The screening issue focuses on a decision-maker who vets a broad set of elements using noisy unbiased assessments to maximize chosen items’ value. With this in mind, the individual creates a threshold level (also called an acceptance criterion) that the screened rudiments must meet to be embraced. When the screening is stricter, the quantity of options – and their average value – reduces. In other words, setting the bar high does not guarantee the quality, while a lower one offers a win-win situation regarding the (alleged) quality and quantity trade-off. Unbiased noise’s influence over different values remains the main driving force behind this state of affairs. A collection of average elements produces relatively more noisy scores that pass a higher bar when subjected to unbiased noise. Over a tinier collection of more superior rudiments, a similar effect remains relatively mild. In this regard, the screening action seems to bias the effect of balanced noise.

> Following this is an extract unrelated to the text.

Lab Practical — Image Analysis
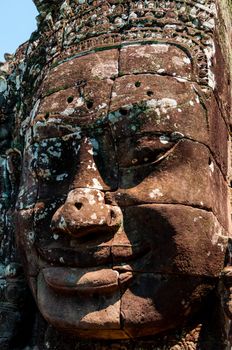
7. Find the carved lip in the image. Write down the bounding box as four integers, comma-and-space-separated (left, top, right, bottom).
37, 244, 150, 268
42, 267, 133, 294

Here, the critical assumption is that the decision-maker has implemented a threshold strategy. Unfortunately, scientists have not yet established such strategies’ optimality despite their continued utilization in theory and practice. It leads to the paper’s second primary outcome; screening’s optimal threshold strategies’ characterization. The authors relate (conditionally on different-level noisy assessment) optimal level strategies to the original valuation’s first- and second-order stochastic dominance. They then apply their characterization to previous findings on the Peter Principles and derive policy implications about affirmative action. The authors’ description suggests that eradicating affirmative action could result in a suboptimal outcome. The rest of the paper provides a screening model, beginning with the robustness of the involved biases. Their first theorem is that every bounded impact variable contains tremendous screening biases. They also claim that every impact variable has a never-ending noise variable that produces screening biases.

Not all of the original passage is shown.